The stage looks like a jumble sale, crammed as it with tables, chairs, chests of drawers, and bric-a-brac.
It works as a powerful metaphor. Two brothers have been brought together after a 16-year estrangement, but can they clear the emotional debris between them and retrieve anything of value?
There are some seriously big conversations as they pick over the clutter in the attic flat of their late father, before his old apartment is bulldozed. Simmering rivalries and resentments finally boil over as they negotiate the price of furniture and confront the price of failure.
Victor (Tom Mannion) is the beat-weary New York cop approaching retirement. He sacrificed an academic career while his brother Walter (Colin Stinton) succeeded as a doctor and made millions running care homes, but divorced and lost touch with his children.
Arthur Miller's play is a beautifully observed, powerful and profound piece, with just the two brothers, Victor's wife Esther (Susan Sylvester) and the enigmatic and very Jewish furniture dealer, Gregory Solomon (Kenneth Alan Taylor), on stage. Solomon does not use the word, but there is no doubt he would recognise that there is a broiges in full swing here.
Each character is linked to the other three in an ever-shifting dramatic Venn diagram
David Thacker, who directed The Price at the Old Vic 21 years ago and who built up a friendship with Miller, gives all four characters space to develop in the cramped flat. Each one is emotionally credible, intricately linked to the other three in an ever-shifting dramatic Venn diagram.

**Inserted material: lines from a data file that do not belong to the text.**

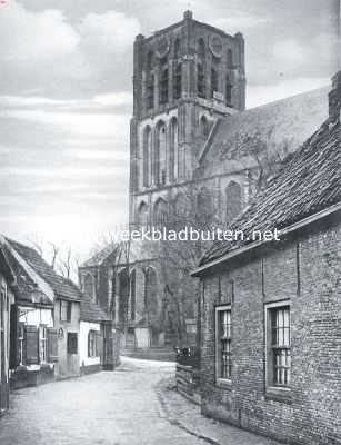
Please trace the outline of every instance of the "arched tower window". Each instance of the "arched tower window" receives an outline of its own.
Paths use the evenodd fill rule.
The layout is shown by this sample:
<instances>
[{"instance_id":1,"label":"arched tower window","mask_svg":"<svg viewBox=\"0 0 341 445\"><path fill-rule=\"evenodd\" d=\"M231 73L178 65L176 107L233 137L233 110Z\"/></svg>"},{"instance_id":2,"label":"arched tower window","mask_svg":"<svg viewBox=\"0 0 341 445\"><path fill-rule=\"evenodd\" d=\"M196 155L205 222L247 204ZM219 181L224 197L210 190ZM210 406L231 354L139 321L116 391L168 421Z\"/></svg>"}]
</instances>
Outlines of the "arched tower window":
<instances>
[{"instance_id":1,"label":"arched tower window","mask_svg":"<svg viewBox=\"0 0 341 445\"><path fill-rule=\"evenodd\" d=\"M130 274L130 307L129 307L129 315L130 319L136 319L136 305L137 305L137 273L132 270Z\"/></svg>"},{"instance_id":2,"label":"arched tower window","mask_svg":"<svg viewBox=\"0 0 341 445\"><path fill-rule=\"evenodd\" d=\"M158 310L157 274L148 267L144 271L144 308L151 317Z\"/></svg>"},{"instance_id":3,"label":"arched tower window","mask_svg":"<svg viewBox=\"0 0 341 445\"><path fill-rule=\"evenodd\" d=\"M156 127L156 144L154 144L154 181L156 185L164 185L167 179L166 159L167 159L167 132L166 123L159 121Z\"/></svg>"},{"instance_id":4,"label":"arched tower window","mask_svg":"<svg viewBox=\"0 0 341 445\"><path fill-rule=\"evenodd\" d=\"M227 189L227 222L230 224L241 211L241 187L231 181Z\"/></svg>"},{"instance_id":5,"label":"arched tower window","mask_svg":"<svg viewBox=\"0 0 341 445\"><path fill-rule=\"evenodd\" d=\"M178 152L178 120L172 118L170 121L170 145L169 145L169 178L175 178L175 154Z\"/></svg>"},{"instance_id":6,"label":"arched tower window","mask_svg":"<svg viewBox=\"0 0 341 445\"><path fill-rule=\"evenodd\" d=\"M199 97L205 97L204 68L201 62L197 65L197 92Z\"/></svg>"},{"instance_id":7,"label":"arched tower window","mask_svg":"<svg viewBox=\"0 0 341 445\"><path fill-rule=\"evenodd\" d=\"M147 126L143 130L143 154L142 154L142 164L143 164L143 187L149 186L149 162L151 156L151 128Z\"/></svg>"},{"instance_id":8,"label":"arched tower window","mask_svg":"<svg viewBox=\"0 0 341 445\"><path fill-rule=\"evenodd\" d=\"M141 227L148 227L148 205L143 201L138 209L138 224Z\"/></svg>"},{"instance_id":9,"label":"arched tower window","mask_svg":"<svg viewBox=\"0 0 341 445\"><path fill-rule=\"evenodd\" d=\"M168 206L164 199L160 198L154 205L154 227L162 229L168 222Z\"/></svg>"},{"instance_id":10,"label":"arched tower window","mask_svg":"<svg viewBox=\"0 0 341 445\"><path fill-rule=\"evenodd\" d=\"M174 42L174 59L179 59L181 56L181 44L180 44L180 39L177 39Z\"/></svg>"},{"instance_id":11,"label":"arched tower window","mask_svg":"<svg viewBox=\"0 0 341 445\"><path fill-rule=\"evenodd\" d=\"M181 91L182 91L182 65L178 63L174 70L174 82L173 82L174 99L181 98Z\"/></svg>"},{"instance_id":12,"label":"arched tower window","mask_svg":"<svg viewBox=\"0 0 341 445\"><path fill-rule=\"evenodd\" d=\"M168 68L163 68L160 73L160 83L159 83L159 92L160 92L160 103L168 102Z\"/></svg>"},{"instance_id":13,"label":"arched tower window","mask_svg":"<svg viewBox=\"0 0 341 445\"><path fill-rule=\"evenodd\" d=\"M198 52L199 59L201 59L201 61L204 62L205 48L204 48L204 41L202 38L198 40L197 52Z\"/></svg>"},{"instance_id":14,"label":"arched tower window","mask_svg":"<svg viewBox=\"0 0 341 445\"><path fill-rule=\"evenodd\" d=\"M92 275L90 275L90 274L87 274L87 275L86 275L83 288L84 288L84 294L86 294L89 298L93 299L94 286L93 286L93 278L92 278Z\"/></svg>"},{"instance_id":15,"label":"arched tower window","mask_svg":"<svg viewBox=\"0 0 341 445\"><path fill-rule=\"evenodd\" d=\"M214 205L212 194L207 187L202 187L198 194L197 208L200 224L208 224L214 215Z\"/></svg>"},{"instance_id":16,"label":"arched tower window","mask_svg":"<svg viewBox=\"0 0 341 445\"><path fill-rule=\"evenodd\" d=\"M228 68L233 68L233 52L228 49Z\"/></svg>"},{"instance_id":17,"label":"arched tower window","mask_svg":"<svg viewBox=\"0 0 341 445\"><path fill-rule=\"evenodd\" d=\"M153 52L150 50L147 55L147 62L146 62L146 70L149 72L151 71L153 66Z\"/></svg>"},{"instance_id":18,"label":"arched tower window","mask_svg":"<svg viewBox=\"0 0 341 445\"><path fill-rule=\"evenodd\" d=\"M232 106L232 83L229 76L225 79L225 102L228 107Z\"/></svg>"},{"instance_id":19,"label":"arched tower window","mask_svg":"<svg viewBox=\"0 0 341 445\"><path fill-rule=\"evenodd\" d=\"M209 121L205 116L201 116L199 123L200 135L208 136L209 135Z\"/></svg>"},{"instance_id":20,"label":"arched tower window","mask_svg":"<svg viewBox=\"0 0 341 445\"><path fill-rule=\"evenodd\" d=\"M118 318L119 323L124 323L128 317L128 305L129 305L129 275L128 270L123 269L118 274L119 277L119 310Z\"/></svg>"},{"instance_id":21,"label":"arched tower window","mask_svg":"<svg viewBox=\"0 0 341 445\"><path fill-rule=\"evenodd\" d=\"M197 44L197 92L199 97L205 97L205 46L203 39L198 40Z\"/></svg>"},{"instance_id":22,"label":"arched tower window","mask_svg":"<svg viewBox=\"0 0 341 445\"><path fill-rule=\"evenodd\" d=\"M146 105L148 110L154 107L154 75L148 75L146 87Z\"/></svg>"},{"instance_id":23,"label":"arched tower window","mask_svg":"<svg viewBox=\"0 0 341 445\"><path fill-rule=\"evenodd\" d=\"M211 97L214 96L214 91L218 91L218 69L215 67L211 68Z\"/></svg>"}]
</instances>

They are brought closer together - and further apart - as they dig deeper and deeper into buried secrets and age-old recriminations.
Victor bristles with frustration. He is bitter and suspicious. Beneath his uniform and a life of service is a talented man who never fulfilled his potential. He cared for his penniless father while his brother went off to university.
The impressive Mannion plays docile and furious and many of the shades in between.
Taylor is strong too as the dealer Solomon, a character who at 89-years-old retains a sharp mind behind his shambling exterior, and who shuffles onto the stage, exuding Jewishness.
Victor's wife Esther, played by Sylvester as slightly alcoholic, slightly grasping, slightly Lady Macbeth, pushes Victor to make a decent deal with Solomon for the possessions left behind by father.
This is an intense experience and works very well in the round at the Octagon, with the audience so close to the action. The American accents jar slightly - though it would be a brave director who did it without - but that aside, it is hard to fault.